## Synthetic dataset generation -- Sequence based
**Author: Lin Lee Cheong <br>
Updated by: Tesfagabir Meharizghi<br>
Date created: 12/12/ 2020 <br>
Date updated: 02/18/2021 <br>**

Goal of this synthetic dataset is to create datasets to help understand how different relationships between tokens affect attention, SHAP and other interpretability factors.
- length of events (30, 300)
- spacing between 2+ coupled events, i.e. order of sequence matters
- amount of noise, i.e. performance vs interpretability
- vocabulary space

### Sequence dataset

Positive label is driven by a sequence of tokens
- Positive label probability is driven by the following formula
``` min(1.0, math.exp(-(a * ta)) + math.exp(-(h * th)) - math.exp(-(u * tu))) ```
Where:
- `a` is a constant related to `_A` events.
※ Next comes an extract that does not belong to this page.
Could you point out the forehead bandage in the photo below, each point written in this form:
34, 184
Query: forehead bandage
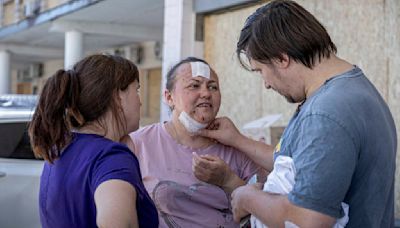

It is the inverse of the contribution of `_A` events for positive label
- `h` is a constant related to `_H` events. It is the inverse of the contribution of `_H` events for positive label
- `u` is a constant related to `_U` events. It is the inverse of the contribution of `_U` events for positive label

- `ta` is the absolute position of the `_A` event in the sequence from the end.
- `th` is the absolute position of the `_H` event in the sequence from the end.
- `tu` is the absolute position of the `_U` event in the sequence from the end.

Note:
- All patients have one `_A`, one `_H` and one `_U` events each.
- since `_U` events have opposite effect to the adverse event, their contribution is subtracted.

In [28]:
%load_ext lab_black

%load_ext autoreload

%autoreload 2

The lab_black extension is already loaded. To reload it, use:
  %reload_ext lab_black
The autoreload extension is already loaded. To reload it, use:
  %reload_ext autoreload


In [29]:
import yaml
import string
import os
import numpy as np
import pandas as pd
import math
import random
import json

from utils import *

In [30]:
%load_ext autoreload

%autoreload 2

The autoreload extension is already loaded. To reload it, use:
  %reload_ext autoreload


In [31]:
TOKEN_NAMES_FP = "./tokens_v2.yaml"

SEQ_LEN = 300

TRAIN_FP = "data/final_final/raw/{}/train.json".format(SEQ_LEN)
VAL_FP = "data/final_final/raw/{}/val.json".format(SEQ_LEN)
TEST_FP = "data/final_final/raw/{}/test.json".format(SEQ_LEN)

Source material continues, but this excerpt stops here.